Which is exactly what happened. It took five years to get another proper studio album out of Stevens, and when The Age of Adz finally surfaced in 2010, the only recognizable element was that unmistakable voice. 2015’s Carrie & Lowell was a stark return to the lo-fi folk music of his early work, and his contributions to the Call Me By Your Name soundtrack were similarly intimate.
What Stevens’ most recent release, The Ascension, reveals is that he’s not interested in retreading his old material. A glitchy, electronic effort, the album leaves folk music in the rearview mirror by embracing electronic pop and 808 beats. I’ll pay anyone big money if they can find an acoustic guitar anywhere on The Ascension.
Stevens may not be interested in repeating himself, but repetition is still a major theme in the work. Recurring patterns show up in the album’s instrumental loops and meticulously rainbow-colored cover art, as well as in lyrics to songs such as “Make Me an Offer I Cannot Refuse,” “Video Game” and “Die Happy,” which only has four words total, two of which are the title phrase. Even on his longest studio album to date, the goal is pared-back simplicity.
This has been the year of ‘80s electronic aesthetics bleeding into major indie rock artists and their new releases. Car Seat Headrest did it with Making a Door Less Open, and The Strokes did it with The New Abnormal. Sufjan, for his part, has been releasing electronic music since 2001’s Enjoy Your Rabbit. He’s always been more of a trendsetter than a bandwagoner, so The Ascension and its Prophet synthesizers make more sense in the context of his own discography than in the larger music pantheon. It’s fitting, because Stevens’ music always focused on creating its own insular world, sucking you in while ignoring just about anything that might be considered modern or cool.
Musically, The Ascension sounds a lot like Radiohead’s Kid A. That’s not meant to suggest Stevens lacks creativity or anything, it’s just uncanny. From its icy synths to its whispered vocals, trip-hop drum machines and sidewinder melodies that hop octaves without warning, the two works are similar in theme and composition, looking out on a landscape littered with connective technology but short on actual connection.
That’s why it’s in the words that Stevens really makes an impression.
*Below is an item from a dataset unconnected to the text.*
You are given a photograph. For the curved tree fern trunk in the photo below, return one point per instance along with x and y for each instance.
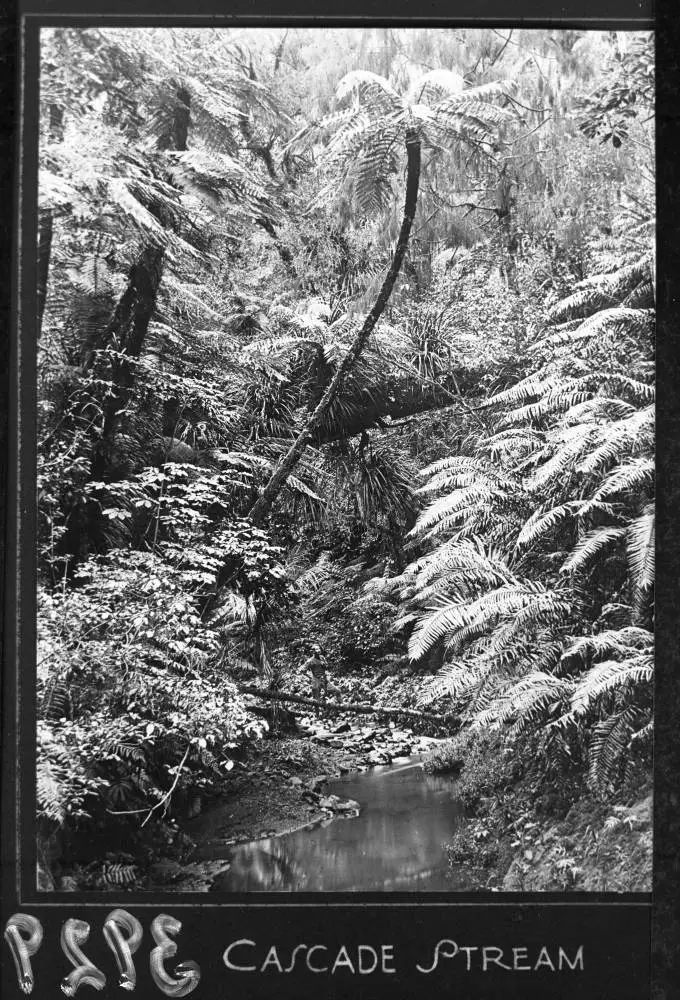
(263, 504)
With his most direct lyrical composition yet, The Ascension dumps the feverish storytelling of his old work to give the most literal, straightforward readings of his entire career. “Run Away with Me” is about falling in love and running away with someone. “Gilgamesh” is a reframing of the ancient epic tale. Even the more symbolic lyrics, such as the instant gratification of “Video Game” and the Christian allegories on the title track (it is a Sufjan Stevens album after all, where it’s only a matter of time until you feel like you’ve taken a left turn into Bible study), are presented in a more uncomplicated way.
It’s refreshing, but also bizarre. “Ativan” is the one song that most appropriately represents the work as a whole. It’s down-tempo, fully electronic and filled with eyebrow-raising lines like “I woke up in stereo — I spent the day in vertigo” that distill the central theme: anxieties of the modern world. At one point, Stevens says “I shit my pants and wet the bed,” which is a surprisingly raw way to describe disillusionment and synthetic escapism.
All in all, The Ascension sounds like an album that is meant to wash over you. It’s the kind of “close your eyes, put on your headphones and let the music take you somewhere else” work that Stevens can often embody. But whereas most of his albums have central themes and recurring motifs that encourage deep analysis, The Ascension starts to fall apart if you dissect it too much. Entire novels’ worth of storytelling are chiseled down to brief mantras, and endless layers of overdubbed synthetic production start to feel overwhelming, especially when they clash with Stevens’ famously delicate vocal delivery.
Maybe it was his intention to create a chaotic and oppressive synth pop album, but by the end of its feature film-esque length, the more tedious aspects start to grate. Stevens’ worlds are still uniquely his own, but confusion and a constant need to keep moving forward make The Ascension a curiosity more than a triumph.